せめて彼女だけはと意識を集中するレベッカは……その気配を見つけ、同時に気付いた。
───ほんの数秒前に『遠話』を交わしたカムシンの気配が、無い。
☆☆☆☆☆☆☆☆☆☆
時を僅か、遡る。
必殺には程遠い、しかし無視できない威力の炎の中を、平井は血色の炎を轟然と噴かせて飛んでいた。

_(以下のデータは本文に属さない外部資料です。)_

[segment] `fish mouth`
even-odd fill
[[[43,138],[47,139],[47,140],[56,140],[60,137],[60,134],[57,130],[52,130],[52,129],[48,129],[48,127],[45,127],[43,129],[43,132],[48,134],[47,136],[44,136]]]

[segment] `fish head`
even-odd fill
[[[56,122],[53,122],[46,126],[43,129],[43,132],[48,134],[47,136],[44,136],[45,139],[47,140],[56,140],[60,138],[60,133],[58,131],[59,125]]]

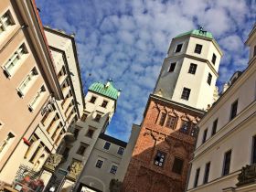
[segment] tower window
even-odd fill
[[[171,115],[168,115],[168,118],[167,118],[165,126],[166,126],[166,127],[169,127],[169,128],[172,128],[172,129],[175,129],[176,121],[176,117],[173,117],[173,116],[171,116]]]
[[[96,97],[95,96],[91,96],[90,102],[94,103],[96,101]]]
[[[110,147],[111,147],[111,143],[106,142],[105,144],[104,144],[104,146],[103,146],[103,148],[109,150]]]
[[[197,187],[197,185],[198,185],[199,174],[200,174],[200,168],[197,168],[197,171],[196,171],[194,187]]]
[[[176,157],[172,171],[174,173],[181,175],[182,169],[183,169],[183,164],[184,164],[184,161],[182,159]]]
[[[178,44],[178,45],[176,46],[176,53],[178,53],[178,52],[180,52],[180,51],[181,51],[182,45],[183,45],[183,44]]]
[[[225,153],[222,176],[226,176],[229,173],[230,161],[231,161],[231,150]]]
[[[216,62],[216,55],[215,54],[212,54],[212,58],[211,58],[211,62],[213,63],[213,64],[215,64],[215,62]]]
[[[217,124],[218,124],[218,119],[216,119],[213,123],[211,135],[214,135],[216,133]]]
[[[212,79],[212,75],[210,73],[208,73],[208,84],[210,85],[211,83],[211,79]]]
[[[196,45],[196,48],[195,48],[195,53],[198,53],[198,54],[200,54],[201,53],[201,51],[202,51],[202,48],[203,48],[203,46],[202,45],[200,45],[200,44],[197,44]]]
[[[183,88],[181,99],[183,99],[183,100],[188,100],[188,99],[189,99],[189,95],[190,95],[190,91],[191,91],[191,90],[188,89],[188,88]]]
[[[163,166],[166,155],[161,151],[158,151],[155,156],[155,165],[157,166]]]
[[[102,165],[103,165],[103,161],[101,159],[98,159],[95,166],[98,168],[101,168]]]
[[[205,129],[204,134],[203,134],[202,144],[204,144],[207,141],[207,136],[208,136],[208,129]]]
[[[191,63],[189,66],[188,73],[195,74],[197,68],[197,65]]]
[[[173,72],[176,69],[176,63],[171,63],[171,66],[169,68],[169,72]]]
[[[207,163],[206,165],[204,184],[207,184],[208,181],[209,167],[210,167],[210,162]]]
[[[164,123],[165,123],[165,118],[166,118],[166,113],[165,113],[165,112],[162,112],[162,113],[161,113],[161,119],[160,119],[160,121],[159,121],[159,124],[160,124],[161,126],[164,125]]]
[[[108,101],[103,101],[102,104],[101,104],[101,107],[106,108],[107,104],[108,104]]]
[[[256,135],[252,137],[252,156],[251,156],[251,164],[256,163]]]
[[[232,120],[235,116],[237,116],[238,112],[238,101],[234,101],[231,105],[231,112],[230,112],[230,119]]]

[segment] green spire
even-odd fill
[[[94,82],[88,90],[113,100],[117,100],[121,92],[121,90],[117,90],[113,87],[112,80],[109,80],[106,84]]]

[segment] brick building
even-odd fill
[[[173,38],[146,105],[123,191],[185,190],[196,125],[217,99],[221,56],[211,33],[202,28]]]

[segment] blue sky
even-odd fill
[[[169,43],[203,26],[224,52],[218,86],[248,62],[256,0],[37,0],[44,25],[76,34],[84,91],[112,78],[122,89],[107,133],[127,141],[141,123]],[[91,75],[89,75],[91,74]]]

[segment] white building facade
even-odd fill
[[[248,68],[235,73],[229,89],[197,124],[187,191],[256,191],[255,27],[246,43]]]

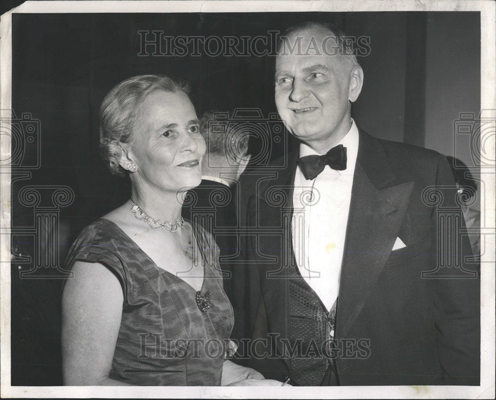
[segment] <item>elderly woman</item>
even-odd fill
[[[184,83],[135,76],[100,110],[102,155],[130,198],[67,256],[62,350],[69,385],[280,385],[226,360],[233,324],[211,236],[181,217],[205,142]]]

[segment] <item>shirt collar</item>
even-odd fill
[[[209,175],[202,175],[201,178],[205,180],[212,180],[214,182],[217,182],[218,183],[222,183],[223,185],[225,185],[228,187],[230,187],[229,183],[222,178],[218,178],[217,176],[211,176]]]

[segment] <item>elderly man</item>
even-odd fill
[[[480,281],[467,236],[440,226],[447,210],[463,226],[445,158],[357,126],[364,73],[341,32],[285,36],[275,101],[299,146],[242,177],[240,358],[298,386],[478,385]]]

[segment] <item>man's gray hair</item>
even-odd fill
[[[351,63],[356,66],[360,66],[360,63],[357,58],[353,44],[349,41],[346,40],[346,35],[337,27],[327,22],[322,22],[317,21],[305,21],[299,22],[288,28],[283,33],[279,39],[277,45],[277,51],[280,51],[281,47],[283,45],[285,41],[291,35],[295,35],[299,32],[310,29],[313,28],[320,28],[329,31],[333,36],[337,39],[337,45],[339,46],[339,55],[351,62]]]

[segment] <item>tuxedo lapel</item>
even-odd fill
[[[288,337],[289,332],[288,268],[296,265],[291,223],[298,154],[298,149],[290,153],[287,167],[261,190],[255,216],[260,233],[251,236],[252,248],[259,249],[256,259],[269,332],[279,333],[282,338]],[[280,341],[276,343],[281,351]],[[290,360],[285,360],[289,365]]]
[[[345,338],[398,237],[413,182],[395,184],[380,142],[360,131],[340,282],[336,336]]]

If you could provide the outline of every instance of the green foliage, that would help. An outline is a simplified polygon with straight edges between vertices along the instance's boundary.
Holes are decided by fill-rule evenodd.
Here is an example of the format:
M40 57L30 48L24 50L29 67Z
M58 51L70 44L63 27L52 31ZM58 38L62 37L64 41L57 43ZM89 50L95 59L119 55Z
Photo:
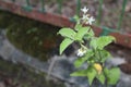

常軌を逸する その飛翔には一片の翳りも無い。
向かう先はキアラではなく、シャナを見失ったカムシン。
「(うん、相性って大事だよね)」
あらゆる感覚を妨げられる豪雨の中で、カムシンは平井の接近に気付くのが僅かに遅れた。逆に平井には、嫌でも目立つ瓦礫の巨人の姿が こんな時でも良く見えていた。この一瞬の差が、“今の平井”相手には致命的な隙となる。
「っ……」
シャナの不在を『遠話』で伝えた直後、カムシンは平井に気付くと同時に『メケスト』を振るった。天を掃く瓦礫の鞭、衝突する その一節を平井は“軽々と粉砕し”、
「(──遅い!!──)」
キアラに圧倒されていた時とは比較にならない神速で以て突撃した。カムシンは『儀装』を限界まで強化して拳を振りかぶり、
「とああぁ!!」
それを振り抜くより一拍早く、身体ごと叩き付ける平井の『吸血鬼(ブルートザオガー)』が『儀装』の胸に突き刺さった。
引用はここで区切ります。